"Aku datang ke sini karena ingin tahu, apa yang kau lakukan di sekolah Nia dan Noah?" tanya Rie dengan nada sedikit kesal.
"Kau benar-benar tak ingin makan lagi?"
Rie memutar bola matanya jengah mendengar Isaac secara sengaja mengalihkan pertanyaannya.
"Jangan mengalihkan pembicaraan, Isaac Thunder."

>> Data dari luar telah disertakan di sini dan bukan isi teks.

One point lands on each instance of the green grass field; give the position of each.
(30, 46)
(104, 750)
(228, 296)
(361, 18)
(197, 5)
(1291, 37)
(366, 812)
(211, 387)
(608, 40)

Seperti tak mendengarkan ucapan wanita di hadapannya, Isaac bangkit lalu meletakkan punggung tangannya di kening Rie. Perbuatan itu tentu membuat Rie mematung sesaat.
"Masih sedikit hangat. Apa kau sudah minum obat?"
Melihat senyum yang sudah lama tak ia lihat, membuat Rie mau tak mau teringat akan masa lalu. Senyum sehangat matahari yang tak pernah membuatnya sampai berdebar dengan kencangnya. Namun...apa gunanya semua itu sekarang. Jika senyuman yang ia sukai itu malah akhirnya juga yang menoreh luka terlalu dalam.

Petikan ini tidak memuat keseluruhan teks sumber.